The death this weekend of acclaimed actor Philip Seymour Hoffman from an apparent drug overdose has left his fans and colleagues in the film industry devastated by the loss of a great talent at so young an age. Mr. Hoffman was 46 when he was found dead in his New York apartment Sunday with a hypodermic needle stuck in his arm and packets of what appeared to be heroin nearby. His tragedy was a reminder that heroin addiction has many faces, from the rich and famous to people of severely limited means.
Mr. Hoffman had battled his addiction for years before ultimately losing that struggle. But his death has re-focused attention on the rising number of drug overdoses responsible for killing dozens of people across the country, including in Maryland. As The Sun's Andrea K. Walker reported on Saturday, Maryland law enforcement and health officials are alarmed by a recent uptick in overdose deaths, 37 of which were caused by addicts injecting heroin laced with fentanyl, a powerful painkiller used to treat cancer and other illnesses that when combined with heroin greatly increases the risk of death from overdose.
Yet drug dealers have begun selling this potent cocktail on the street without warning customers of its potentially deadly consequences. Addicts who use it thinking they can shoot up the same amount as they normally would often don't realize it can kill them or that fentanyl's quick-acting agent is hundreds of times more powerful than unadulterated heroin. Death from respiratory failure can come so quickly the user doesn't even have time to withdraw the hypodermic needle used to inject the drug.

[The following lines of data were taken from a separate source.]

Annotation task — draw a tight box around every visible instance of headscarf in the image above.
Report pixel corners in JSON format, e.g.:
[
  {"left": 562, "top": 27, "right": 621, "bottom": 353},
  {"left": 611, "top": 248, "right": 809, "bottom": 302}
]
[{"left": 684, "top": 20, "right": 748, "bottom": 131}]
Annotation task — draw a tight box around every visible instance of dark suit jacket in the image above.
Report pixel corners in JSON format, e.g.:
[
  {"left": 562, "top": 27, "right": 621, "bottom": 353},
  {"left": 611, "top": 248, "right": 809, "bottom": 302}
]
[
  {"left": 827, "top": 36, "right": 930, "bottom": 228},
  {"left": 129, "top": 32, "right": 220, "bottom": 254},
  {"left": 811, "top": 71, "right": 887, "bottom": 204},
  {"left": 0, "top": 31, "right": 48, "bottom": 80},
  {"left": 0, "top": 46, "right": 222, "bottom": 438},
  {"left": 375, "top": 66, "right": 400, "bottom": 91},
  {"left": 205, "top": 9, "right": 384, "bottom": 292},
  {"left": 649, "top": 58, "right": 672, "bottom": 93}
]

It's unknown whether fentanyl was involved in Mr. Hoffman's death, though police in New York will surely test the suspected drug samples found in his apartment to determine the chemicals they contained. But officials say the adulterated form of the drug has been sold up and down the Interstate 95 corridor as far north as Rhode Island and in states as far away as Washington. It's spread means local and state health departments need to be more proactive in identifying people at risk of addiction and getting them into treatment to prevent more such deaths.
In Maryland, overdose deaths from fentanyl-laced heroin have been reported in all parts of the state, including Western Maryland, the Eastern Shore and Central Maryland. But because Baltimore City has the highest rate of heroin addiction in the state, it's been hit particularly hard by the increase in fentanyl-related overdoses. Since September, more than a quarter of reported deaths involving fentanyl in Maryland have occurred in the city, even though Baltimore makes up only about one-tenth of the state's population.
To combat the surge in overdose deaths, Baltimore's health commissioner, Dr. Oxiris Barbot, will convene a task force of police and fire department first responders, addiction and mental health service providers, corrections officials and medical directors of residential treatment facilities to forge a coordinated response aimed at reducing overdose fatalities. Though exact figures are difficult to calculate, Ms. Barbot estimates there may be as many as 12,000 city residents who are addicted to heroin and potentially at risk of fentanyl-related overdose.
The team will focus on two main areas: A public information and education campaign targeting high-risk communities and individuals with messages about the increased risk of overdose from fentanyl-heroin mixtures, and working with doctors, dentists, pain management therapists and mental health professionals to ensure they are following best practices for prescribing and administering opium-based prescription medications, which can lead people into addiction unless carefully monitored.
The goal is to minimize the number of people who continue using heroin and other opiates while maximizing the number of people entering treatment and the length of time they stay there. Ms. Barbot also wants to take advantage of legislation passed last year that allows families and friends of addicts to be prescribed Naloxone, which can prevent overdoses, so they can use it to help loved ones who are overdosing.
Sadly, there is no permanent cure for opiate addiction. As Mr. Hoffman's case starkly demonstrated, even addicts who have been through recovery and stayed clean for many years can relapse without warning, often with fatal results. Baltimore's approach recognizes that there is no magic bullet that will make addiction go away but that cities can take steps to reduce the harm heroin inflects on it users, their families and their communities and that such efforts have the potential to save the lives of hundreds of city residents who otherwise might have shared Mr. Hoffman's fate.